How EDF Built a DevOps Practice on AWS

Steve Bowerman
EDF Data and Tech
Published in
8 min readJun 3, 2024
Photo by Growtika on Unsplash

Adopting DevOps is widely considered as the ‘right’ way of working when building and supporting modern cloud based solutions.

Whilst the DevOps enabling technologies are mature and plentiful, and there are an abundance of engineers that work (and want to work) in a DevOps way, there are many barriers to entry, particularly for larger organisations with heritage processes and technologies.

I’ll step you through EDF’s journey over the last 3–4 years.

Why DevOps?

Recognising the need to be more agile, to innovate, and to do-more-with-less in a highly competitive market, we set-out with a hypothesis that we’d attain this by:

  • Forming ourselves around product teams and agile methodologies to provide greater end-to-end ownership and accountability.
  • Adopting DevOps as a delivery and operate model that builds on the product ownership mindset, that removes hand-offs between build vs run, and that promotes a single team — single goals culture.
  • Building an internal capability of engineers to own and adapt the IP and enable better use of partners (capacity and skills gaps) rather than traditional outsourcing.
  • Leveraging our existing AWS usage, but shifting towards higher levels of automation and use of serverless architectures.

Stepping Stones

High level journey

Rome wasn’t built in day, and nor can your DevOps transformation. Whilst our journey was (and is) a continuous evolution over time, we’ve chunked it up into 3x discrete phases of maturity:

1. Learn by Doing, and prove that we can do this!

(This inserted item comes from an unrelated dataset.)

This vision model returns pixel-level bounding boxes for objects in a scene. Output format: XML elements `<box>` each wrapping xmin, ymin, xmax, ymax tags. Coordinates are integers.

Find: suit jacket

Building upon the need to act and to work out how we can operate in a DevOps mode, we ran an initial incubation project.

The goal was to form a product team, deliver customer facing product and to run that product as a DevOps / product that acted as the North Star for how we wanted to work:

  • Product team
  • Embedded engineers
  • Agile roles like Product Owner rather than traditional PM
  • AWS serverless architecture that used high levels of automation
  • Full ownership of product lifecycle including design, build, deploy, operate.

As we lacked a lot of the core skills (but have plenty of delivery and AWS experience) we hired in some DevOps experts to work with the team. It should also be noted that the product team was formed of individuals wanting to help make this work — and hence good messengers and evangelists for success.

Key outcomes

  • We succeeded in getting a product to market in < 6 months and learned a huge amount in the process. Most importantly we learned that this was achievable and that the DevOps way of working contributed to the team cohesion and fast delivery
  • New AWS account topology pattern (known internally a Landing Zone — not to be confused with the AWS product) ensured that new AWS accounts were vended for this team to operate in — one set of accounts per team. This gave is isolation and accountability
  • The use of serverless first architecture (rather than E2C, K8 etc) served as a blueprint for our serverless first approach that we have since adopted. We’d done some serverless previously, but not with IaC (Serverless Framework and Terraform)
  • High levels of automation; CI/CD based on github, CodeBuild and IaC with Terraform and Serverless framework. Also the shift-left of testing into the pipelines.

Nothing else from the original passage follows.